Sunday, April 25, 2010

I'm coming completely out....

of the infertility closet this week. Since it is National Infertility Awareness Week I figured I would put myself out there. I actually posted on Facebook about this which is something I wouldn't normally do. Since having Chloe Jo, I've been a bit more open about my issues and our trouble with infertility, but I've never stepped this far out of my comfort zone and told this many people at one time. It is so hard for me to be open to people about it in person, though. Maybe if I put myself out there, I will inspire someone else to do the same or maybe even help someone that I didn't know was struggling. It's interesting how many bonds you make through something like this. Bonds with people that you never would have considered being close to or talking to. It does bring people together.

Russ and I are on the infertility path again. Even though he doesn't have a preaching job yet (still looking, but there just isn't much out there right now) and we don't have insurance (yikes!), we are seriously starting to think about trying to have another baby. The thing is that I'm not getting younger and the more I age, the more my ovaries age and the smaller my chance of conceiving again gets. I don't want to look back in 20 years and think I missed my chance of making the family that we dream about because we didn't have the money. Money is not everything and this is way too important to us. I don't want to miss the opportunity. But, while we are wanting to have another soon, we also are waiting to go to the doctor about it again. We are going to pay off our credit card (i.e. Chloe Jo's birth and some car repairs) and then we'll see about going to see the specialist if it hasn't happened by then. One thing we are keeping in mind is that Russ may find a job by that time. Hopefully it will be close to a clinic that can help us, but if it isn't I don't know what we are going to do. There are a lot of big decisions that go along with all of this. Hopefully we are going to make the right ones.

4 comments:

elephantscanremember said...

I commend you for having the courage to tell others of what you've been through.

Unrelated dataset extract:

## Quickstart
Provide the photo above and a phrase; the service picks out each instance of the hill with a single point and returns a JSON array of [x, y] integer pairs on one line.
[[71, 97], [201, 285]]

I truly hope you don't have to try as long for your second baby. (Hugs)

Joy said...

Lisa - I must first tell that I have read your blog since the beginning of your struggle to get pregnant with Chloe Jo. Your faith and persistence inspired me. Like you the journey to have a baby was paved with boulders, but all God's plan. Ellie was born a month after Chloe Jo, and Robby and I began the discussion today about when to try for another baby. I like you hope that this path is less obstacle filled. You all will be in my prayers.

Joy

Alicia_B said...

I think it's great that you let everyone know about your struggles. I was completely open when we were going through our IVF and it was amazing how many people I knew were going through the same thing!

Good luck on the second baby!!!!

Courtney said...

I think it sounds great. What I've learned from infertility is that there will never be a 'perfect' time to have a baby. Our ducks will never be lined up straight, we could always use more money...etc. I think it's a great time to move forward. Good luck!